The governor also said Headline Inflation declined from its height of 18.7 percent to 11.08 percent in August 2019.

He said in October, there was an uptick in Headline Inflation which stood at 11.61 per cent.

According to him, the uptick is partly driven by cost – push factors such as the recent border closure.

He said that the effect would be temporary, as efforts were being made to induce greater production of staple food items.

Emefiele said, however, that the core inflation as of October 2019 was under 9 per cent.

The CBN governor said also that the country’s financial system was in a much stronger position, as capital buffers and liquidity in the banking system continued to improve.

” Industry wide Capital Adequacy Ratio(CAR) has increased from 10.2 percent in December 2017 to 15.5 percent in September 2019.

“The percentage of non performing loans in the banking sector has declined from its high of 14.7 percent in January 2017 to under 7 percent as at October 2019.

“Credit conditions in the banking system have improved supported by our new policy measures announced in June 2019, which requires banks to maintain a minimum 65 percent loan to deposit ratio.
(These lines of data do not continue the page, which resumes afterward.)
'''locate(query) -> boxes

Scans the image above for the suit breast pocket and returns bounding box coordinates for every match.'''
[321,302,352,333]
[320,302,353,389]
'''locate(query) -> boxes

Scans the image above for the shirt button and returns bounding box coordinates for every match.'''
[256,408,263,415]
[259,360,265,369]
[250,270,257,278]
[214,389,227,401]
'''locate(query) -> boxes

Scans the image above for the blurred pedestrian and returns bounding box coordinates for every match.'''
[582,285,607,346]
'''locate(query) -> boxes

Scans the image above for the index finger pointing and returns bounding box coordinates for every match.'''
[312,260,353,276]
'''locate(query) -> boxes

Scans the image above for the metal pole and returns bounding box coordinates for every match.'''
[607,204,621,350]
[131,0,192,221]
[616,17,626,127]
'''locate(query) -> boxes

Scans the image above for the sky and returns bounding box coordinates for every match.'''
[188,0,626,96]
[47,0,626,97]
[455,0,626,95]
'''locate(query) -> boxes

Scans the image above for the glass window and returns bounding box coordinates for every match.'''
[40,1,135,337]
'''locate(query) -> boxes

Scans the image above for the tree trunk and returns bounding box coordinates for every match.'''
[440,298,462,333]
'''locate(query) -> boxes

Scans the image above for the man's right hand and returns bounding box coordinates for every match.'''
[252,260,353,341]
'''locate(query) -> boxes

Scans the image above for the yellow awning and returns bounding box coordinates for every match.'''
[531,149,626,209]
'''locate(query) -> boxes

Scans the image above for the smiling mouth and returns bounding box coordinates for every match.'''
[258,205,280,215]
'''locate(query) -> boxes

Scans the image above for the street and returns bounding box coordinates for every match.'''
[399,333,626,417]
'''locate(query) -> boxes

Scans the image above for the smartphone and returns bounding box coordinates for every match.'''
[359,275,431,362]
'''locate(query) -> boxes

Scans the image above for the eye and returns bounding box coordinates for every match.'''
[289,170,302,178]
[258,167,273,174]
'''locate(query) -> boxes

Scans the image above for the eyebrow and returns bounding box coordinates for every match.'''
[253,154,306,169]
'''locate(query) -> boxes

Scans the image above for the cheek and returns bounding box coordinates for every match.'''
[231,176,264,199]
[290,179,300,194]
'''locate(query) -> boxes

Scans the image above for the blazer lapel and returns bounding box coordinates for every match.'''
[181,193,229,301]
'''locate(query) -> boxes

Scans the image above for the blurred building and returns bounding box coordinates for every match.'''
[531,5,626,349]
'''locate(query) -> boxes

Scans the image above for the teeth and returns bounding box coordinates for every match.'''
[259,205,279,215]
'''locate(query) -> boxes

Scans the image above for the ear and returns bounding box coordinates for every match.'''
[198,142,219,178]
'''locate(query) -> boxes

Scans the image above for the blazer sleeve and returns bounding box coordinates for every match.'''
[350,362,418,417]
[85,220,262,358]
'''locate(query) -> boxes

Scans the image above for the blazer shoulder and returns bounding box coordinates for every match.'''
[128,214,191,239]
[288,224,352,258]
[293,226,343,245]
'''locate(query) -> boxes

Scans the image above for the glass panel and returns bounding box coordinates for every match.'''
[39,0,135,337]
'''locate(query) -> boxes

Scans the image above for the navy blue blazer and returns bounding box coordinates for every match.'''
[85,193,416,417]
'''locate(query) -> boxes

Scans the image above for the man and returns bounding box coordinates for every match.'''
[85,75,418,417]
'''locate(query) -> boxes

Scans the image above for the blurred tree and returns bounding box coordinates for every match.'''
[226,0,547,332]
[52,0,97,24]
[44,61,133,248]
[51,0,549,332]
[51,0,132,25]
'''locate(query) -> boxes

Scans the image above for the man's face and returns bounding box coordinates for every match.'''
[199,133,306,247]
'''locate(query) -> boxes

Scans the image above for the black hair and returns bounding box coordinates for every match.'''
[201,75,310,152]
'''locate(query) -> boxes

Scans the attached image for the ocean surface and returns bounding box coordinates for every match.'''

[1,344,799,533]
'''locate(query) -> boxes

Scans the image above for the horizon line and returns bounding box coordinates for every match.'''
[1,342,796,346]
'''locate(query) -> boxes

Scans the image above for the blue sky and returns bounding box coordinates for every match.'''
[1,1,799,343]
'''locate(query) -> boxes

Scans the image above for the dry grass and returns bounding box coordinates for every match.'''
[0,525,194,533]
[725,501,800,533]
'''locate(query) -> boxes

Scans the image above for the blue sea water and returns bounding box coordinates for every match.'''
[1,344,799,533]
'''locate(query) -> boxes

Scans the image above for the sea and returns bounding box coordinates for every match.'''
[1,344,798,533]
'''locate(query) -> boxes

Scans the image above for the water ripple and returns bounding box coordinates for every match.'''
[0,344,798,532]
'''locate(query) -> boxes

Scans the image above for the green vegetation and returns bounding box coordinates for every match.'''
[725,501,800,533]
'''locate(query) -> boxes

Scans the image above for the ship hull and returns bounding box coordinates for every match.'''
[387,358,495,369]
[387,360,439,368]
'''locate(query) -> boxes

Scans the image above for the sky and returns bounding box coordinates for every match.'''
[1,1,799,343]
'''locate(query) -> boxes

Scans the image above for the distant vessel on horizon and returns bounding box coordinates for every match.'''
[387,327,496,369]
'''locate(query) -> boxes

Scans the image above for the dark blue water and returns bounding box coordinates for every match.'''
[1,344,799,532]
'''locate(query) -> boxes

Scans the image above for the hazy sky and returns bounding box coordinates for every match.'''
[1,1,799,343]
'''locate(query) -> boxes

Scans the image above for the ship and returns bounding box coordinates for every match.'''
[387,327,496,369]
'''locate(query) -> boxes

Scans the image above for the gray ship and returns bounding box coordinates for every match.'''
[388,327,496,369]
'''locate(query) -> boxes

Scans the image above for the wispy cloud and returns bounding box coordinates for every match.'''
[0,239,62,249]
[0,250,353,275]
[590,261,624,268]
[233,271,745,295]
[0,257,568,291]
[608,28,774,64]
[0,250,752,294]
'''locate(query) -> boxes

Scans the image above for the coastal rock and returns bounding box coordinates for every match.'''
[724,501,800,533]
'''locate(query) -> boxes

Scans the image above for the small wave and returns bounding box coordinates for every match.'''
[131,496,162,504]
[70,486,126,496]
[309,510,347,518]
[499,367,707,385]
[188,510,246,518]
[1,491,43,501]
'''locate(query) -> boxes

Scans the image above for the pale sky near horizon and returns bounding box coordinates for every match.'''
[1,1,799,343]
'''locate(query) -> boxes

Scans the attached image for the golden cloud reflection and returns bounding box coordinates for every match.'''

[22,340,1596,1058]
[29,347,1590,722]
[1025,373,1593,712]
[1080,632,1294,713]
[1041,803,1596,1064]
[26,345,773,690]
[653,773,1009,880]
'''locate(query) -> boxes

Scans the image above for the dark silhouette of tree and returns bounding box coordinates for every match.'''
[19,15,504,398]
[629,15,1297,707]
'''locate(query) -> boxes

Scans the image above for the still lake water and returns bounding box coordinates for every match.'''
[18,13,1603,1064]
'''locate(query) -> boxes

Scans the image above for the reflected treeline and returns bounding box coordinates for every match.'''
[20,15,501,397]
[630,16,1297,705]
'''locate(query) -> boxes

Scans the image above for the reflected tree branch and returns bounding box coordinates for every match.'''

“In addition, banks are now able to recover delinquent loans from  customer’s accounts in other banks.

“As a result, gross credit increased by N1.16 trillion between May and October 2019.

“These measures have placed our banks in a much better position toward supporting a stronger economic recovery,” he said.

He said the impact of a tighter monetary policy regime, attractive yields in the money market, and the banks’ efforts at supporting domestic productivity in the agriculture and manufacturing sectors; along with improvements in oil production, had supported continued foreign exchange inflows into the Nigerian market.

He said over 60 billion dollars worth of transactions had taken place in the investors and exporters window since the inception in April 2017.

He said foreign exchange reserves was 39 billion dollars, relative to its low point of 23bilion dollars in October 2016.

Emefiele said Nigeria’s current stock of external reserve will be able to finance nine months of import commitments.

He also said the Naira-dollar exchange rate at the investors and exporters window had remained stable for the past 30 months at N360 – 1 dollar.

He said the country had witnessed significant convergence in the exchange rate across  various market windows.

Notwithstanding these positive indicators, Emefiele said the country was still far from her potentials.

“Our GDP growth rate remains below our estimated annual population growth of 2.6 percent.

“Second, while headline inflation has moderated, it is still above the CBN band of 6 – 9 percent.

“Third, continuous growth in our GDP has not led to significant reductions in our unemployment rate and we intend to continue to support efforts that will create jobs for our growing population,” he said.